Merge pull request #18 from aasseman/feat/fixed-sentence-padding

tkornuta-ibm · web-flow · commit 7c97fe2bd09d · 2019-04-26T11:16:06.000-07:00
Add fixed padding option to sentence_embeddings, sentence_indexer
diff --git a/configs/default/components/models/sentence_embeddings.yml b/configs/default/components/models/sentence_embeddings.yml
@@ -25,6 +25,12 @@ import_word_mappings_from_globals: False
 # Flag informing whether word mappings will be exported to globals (LOADED)
 export_word_mappings_to_globals: False
 
+# Fixed padding length
+# -1  -> For each batch, automatically pad to the length of the longest sequence of the batch
+#        (variable from batch to batch)
+# > 0 -> Pad each pad to the chosen length (fixed for all batches)
+fixed_padding: -1
+
 # File containing pretrained embeddings (LOADED)
 # Empty means that no embeddings will be loaded.

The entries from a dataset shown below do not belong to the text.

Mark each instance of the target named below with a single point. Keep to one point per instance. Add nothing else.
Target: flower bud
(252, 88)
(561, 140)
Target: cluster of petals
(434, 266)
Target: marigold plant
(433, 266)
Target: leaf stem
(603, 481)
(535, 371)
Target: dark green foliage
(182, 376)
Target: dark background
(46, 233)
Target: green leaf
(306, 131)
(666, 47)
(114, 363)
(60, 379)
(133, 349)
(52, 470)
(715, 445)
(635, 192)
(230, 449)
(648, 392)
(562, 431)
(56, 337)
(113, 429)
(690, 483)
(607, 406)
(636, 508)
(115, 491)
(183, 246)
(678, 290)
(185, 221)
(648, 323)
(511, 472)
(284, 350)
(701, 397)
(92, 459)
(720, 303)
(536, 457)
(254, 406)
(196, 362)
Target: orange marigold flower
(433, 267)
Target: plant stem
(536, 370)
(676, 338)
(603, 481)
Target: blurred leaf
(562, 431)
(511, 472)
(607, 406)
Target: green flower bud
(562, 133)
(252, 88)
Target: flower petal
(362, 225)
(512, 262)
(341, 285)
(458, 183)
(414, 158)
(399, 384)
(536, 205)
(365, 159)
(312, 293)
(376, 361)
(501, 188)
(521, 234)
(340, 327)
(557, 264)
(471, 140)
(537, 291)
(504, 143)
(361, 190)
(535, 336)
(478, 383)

 pretrained_embeddings_file: ''
diff --git a/configs/default/components/text/sentence_indexer.yml b/configs/default/components/text/sentence_indexer.yml
@@ -25,6 +25,12 @@ import_word_mappings_from_globals: False
 # Flag informing whether word mappings will be exported to globals (LOADED)
 export_word_mappings_to_globals: False
 
+# Fixed padding length
+# -1  -> For each batch, automatically pad to the length of the longest sequence of the batch
+#        (variable from batch to batch)
+# > 0 -> Pad each pad to the chosen length (fixed for all batches)
+fixed_padding: -1
+
 # Operation mode. If 'reverse' is True, then it will change indices into words (LOADED)
 reverse: False
 
diff --git a/ptp/components/models/sentence_embeddings.py b/ptp/components/models/sentence_embeddings.py
@@ -25,6 +25,7 @@
 from ptp.data_types.data_definition import DataDefinition
 
 import ptp.components.utils.embeddings as emb
+from ptp.components.utils.word_mappings import pad_trunc_list
 
 
 class SentenceEmbeddings(Model, WordMappings):
@@ -56,6 +57,9 @@ def __init__(self, name, config):
         self.key_inputs = self.stream_keys["inputs"]

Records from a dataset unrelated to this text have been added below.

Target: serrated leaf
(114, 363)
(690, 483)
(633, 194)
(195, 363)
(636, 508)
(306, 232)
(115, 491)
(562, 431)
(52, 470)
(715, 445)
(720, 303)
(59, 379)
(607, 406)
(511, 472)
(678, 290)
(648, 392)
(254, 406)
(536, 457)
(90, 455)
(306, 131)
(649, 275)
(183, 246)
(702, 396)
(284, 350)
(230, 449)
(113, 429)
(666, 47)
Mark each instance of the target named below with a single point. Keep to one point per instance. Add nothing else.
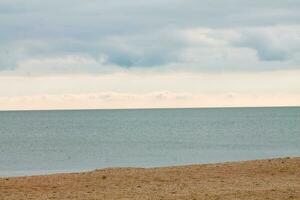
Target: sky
(71, 54)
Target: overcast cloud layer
(72, 36)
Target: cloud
(272, 44)
(186, 35)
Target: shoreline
(276, 178)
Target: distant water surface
(40, 142)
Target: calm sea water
(39, 142)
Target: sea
(44, 142)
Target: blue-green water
(38, 142)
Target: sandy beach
(260, 179)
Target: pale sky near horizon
(72, 54)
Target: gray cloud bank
(65, 36)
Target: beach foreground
(260, 179)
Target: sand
(260, 179)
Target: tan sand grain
(260, 179)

         self.key_outputs = self.stream_keys["outputs"]
 
+        # Force padding to a fixed length
+        self.fixed_padding = self.config['fixed_padding']
+
         # Retrieve embeddings size from configuration and export it to globals.

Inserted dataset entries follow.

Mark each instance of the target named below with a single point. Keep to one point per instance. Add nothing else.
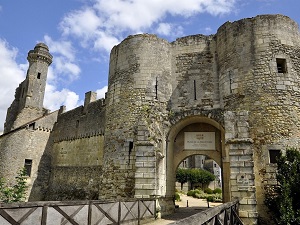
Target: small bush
(177, 197)
(208, 191)
(217, 191)
(210, 198)
(190, 193)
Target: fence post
(119, 213)
(139, 213)
(44, 215)
(90, 213)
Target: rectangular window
(281, 65)
(130, 146)
(273, 155)
(28, 166)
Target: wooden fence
(225, 214)
(77, 213)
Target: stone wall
(31, 142)
(139, 87)
(248, 51)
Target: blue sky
(80, 34)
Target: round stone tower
(29, 96)
(138, 90)
(259, 75)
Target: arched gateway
(196, 135)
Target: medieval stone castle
(232, 96)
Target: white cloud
(55, 98)
(11, 76)
(103, 24)
(101, 92)
(164, 29)
(64, 57)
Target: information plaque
(199, 141)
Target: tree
(194, 176)
(15, 193)
(283, 199)
(182, 176)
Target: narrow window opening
(32, 126)
(195, 91)
(156, 84)
(273, 155)
(130, 147)
(28, 166)
(230, 82)
(23, 91)
(281, 65)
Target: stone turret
(29, 96)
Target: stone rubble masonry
(124, 146)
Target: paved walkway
(195, 206)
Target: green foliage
(283, 199)
(182, 176)
(217, 191)
(210, 198)
(15, 193)
(177, 196)
(194, 176)
(208, 191)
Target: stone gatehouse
(233, 96)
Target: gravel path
(195, 206)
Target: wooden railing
(225, 214)
(77, 212)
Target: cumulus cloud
(55, 98)
(11, 75)
(64, 58)
(104, 23)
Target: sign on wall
(199, 141)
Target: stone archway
(176, 152)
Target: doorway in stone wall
(196, 135)
(198, 172)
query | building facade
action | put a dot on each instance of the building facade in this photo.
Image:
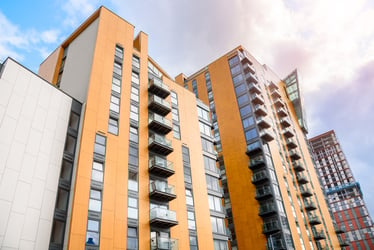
(343, 193)
(267, 172)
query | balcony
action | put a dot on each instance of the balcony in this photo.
(294, 154)
(298, 166)
(257, 99)
(257, 162)
(251, 78)
(163, 218)
(160, 167)
(314, 220)
(260, 177)
(263, 192)
(161, 191)
(271, 227)
(157, 87)
(253, 88)
(159, 123)
(267, 209)
(319, 234)
(305, 191)
(266, 135)
(260, 110)
(163, 243)
(254, 148)
(302, 179)
(159, 144)
(288, 133)
(291, 143)
(278, 103)
(309, 205)
(275, 93)
(248, 68)
(263, 122)
(285, 122)
(159, 105)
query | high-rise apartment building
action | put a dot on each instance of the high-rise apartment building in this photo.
(343, 193)
(272, 195)
(118, 155)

         self.embeddings_size = self.config['embeddings_size']
         self.globals["embeddings_size"] = self.embeddings_size
@@ -120,6 +124,11 @@ def forward(self, data_dict):
                 # Add index to outputs.
                 output_sample.append( output_index )
 
+            # Apply fixed padding to all sequences if requested
+            # Otherwise let torch.nn.utils.rnn.pad_sequence handle it and choose a dynamic padding
+            if self.fixed_padding > 0:
+                pad_trunc_list(output_sample, self.fixed_padding)
+
             #indices_list.append(self.app_state.FloatTensor(output_sample))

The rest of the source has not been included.